Now the feast of unleavened bread drew nigh, which is called the Passover.
2 En de overpriesters en de Schriftgeleerden zochten, hoe zij Hem ombrengen zouden; want zij vreesden het volk.
And the chief priests and scribes sought how they might kill him; for they feared the people.
3 En de satan voer in Judas, die toegenaamd was Iskariot, zijnde uit het getal der twaalven.
Then entered Satan into Judas surnamed Iscariot, being of the number of the twelve.
4 En hij ging heen en sprak met de overpriesters en de hoofdmannen, hoe hij Hem hun zou overleveren.
And he went his way, and communed with the chief priests and captains, how he might betray him unto them.
5 En zij waren verblijd, en zijn het eens geworden, dat zij hem geld geven zouden.
And they were glad, and covenanted to give him money.
6 En hij beloofde het, en zocht gelegenheid, om Hem hun over te leveren, zonder oproer.
And he promised, and sought opportunity to betray him unto them in the absence of the multitude.
7 En de dag der ongehevelde broden kwam, op denwelken het pascha moest geslacht worden.
Then came the day of unleavened bread, when the passover must be killed.
8 En Hij zond Petrus en Johannes uit, zeggende: Gaat heen, en bereidt ons het pascha, opdat wij het eten mogen.
And he sent Peter and John, saying, Go and prepare us the passover, that we may eat.
9 En zij zeiden tot Hem: Waar wilt Gij, dat wij het bereiden?
And they said unto him, Where wilt thou that we prepare?
10 En Hij zeide tot hen: Ziet, als gij in de stad zult gekomen zijn, zo zal u een mens ontmoeten, dragende een kruik waters; volgt hem in het huis, daar hij ingaat.
And he said unto them, Behold, when ye are entered into the city, there shall a man meet you, bearing a pitcher of water; follow him into the house where he entereth in.

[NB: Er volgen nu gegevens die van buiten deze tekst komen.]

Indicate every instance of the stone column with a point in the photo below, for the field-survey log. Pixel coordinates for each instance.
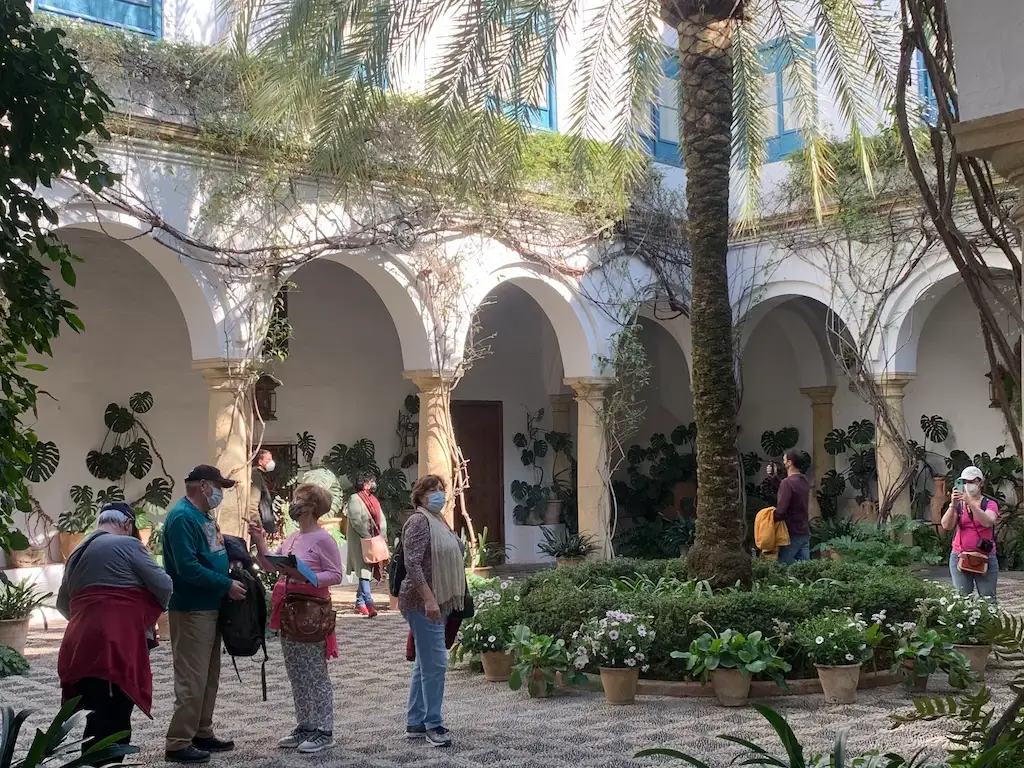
(887, 455)
(434, 450)
(821, 425)
(560, 404)
(592, 493)
(227, 445)
(999, 139)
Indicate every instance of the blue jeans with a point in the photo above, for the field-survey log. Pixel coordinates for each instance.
(426, 690)
(798, 550)
(967, 583)
(363, 596)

11 En gij zult zeggen tot den huisvader van dat huis: De Meester zegt u: Waar is de eetzaal, daar Ik het pascha met Mijn discipelen eten zal?
And ye shall say unto the goodman of the house, The Master saith unto thee, Where is the guestchamber, where I shall eat the passover with my disciples?

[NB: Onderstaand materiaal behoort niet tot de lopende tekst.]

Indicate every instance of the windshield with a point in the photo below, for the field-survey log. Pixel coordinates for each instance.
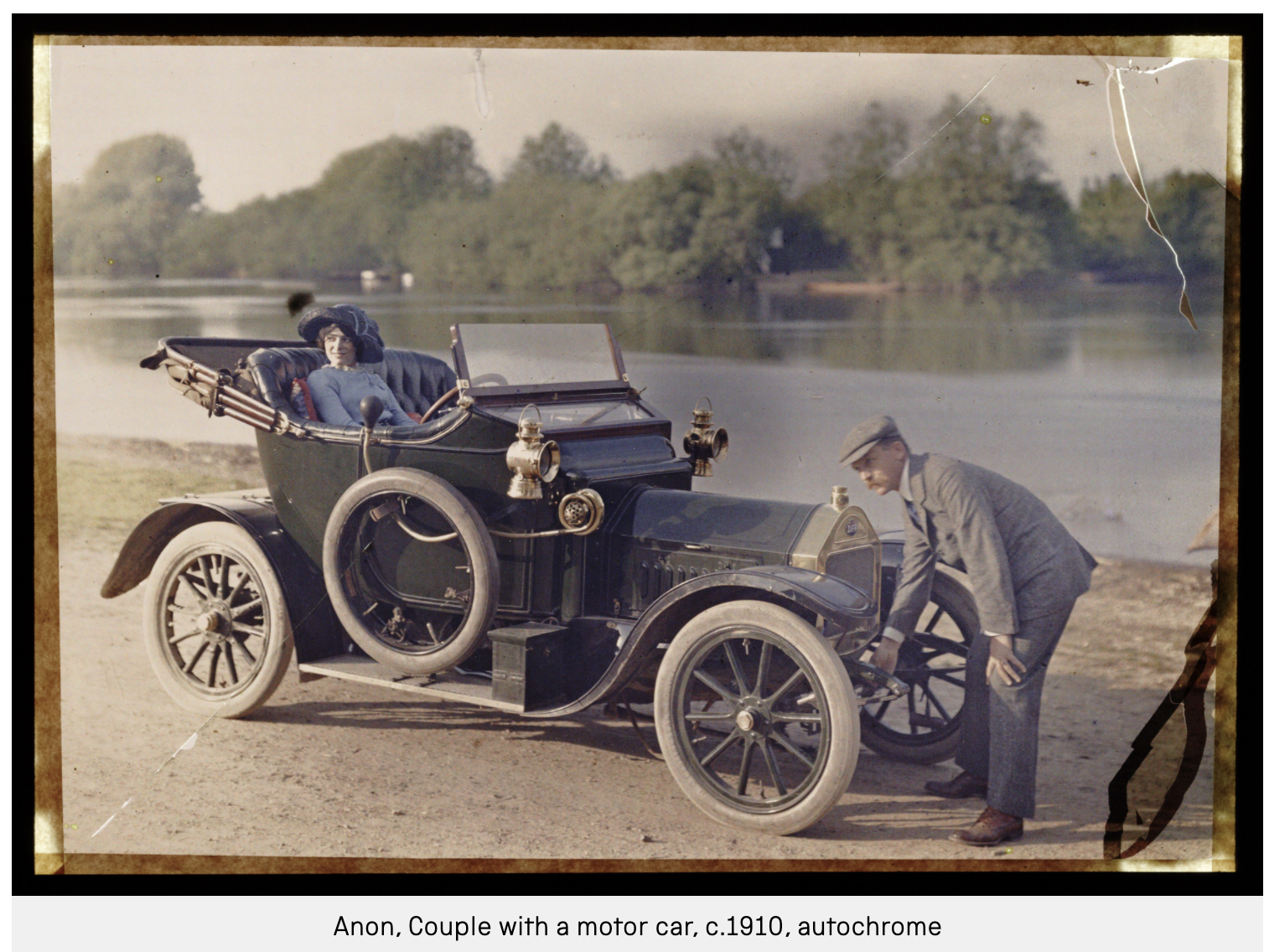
(554, 416)
(526, 357)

12 En hij zal u een grote toegeruste opperzaal wijzen, bereidt het aldaar.
And he shall shew you a large upper room furnished: there make ready.
13 En zij, heengaande, vonden het, gelijk Hij hun gezegd had, en bereidden het pascha.
And they went, and found as he had said unto them: and they made ready the passover.
14 En als de ure gekomen was, zat Hij aan, en de twaalf apostelen met Hem.
And when the hour was come, he sat down, and the twelve apostles with him.
15 En Hij zeide tot hen: Ik heb grotelijks begeerd, dit pascha met u te eten, eer dat Ik lijde;
And he said unto them, With desire I have desired to eat this passover with you before I suffer:
16 Want Ik zeg u, dat Ik niet meer daarvan eten zal, totdat het vervuld zal zijn in het Koninkrijk Gods.
For I say unto you, I will not any more eat thereof, until it be fulfilled in the kingdom of God.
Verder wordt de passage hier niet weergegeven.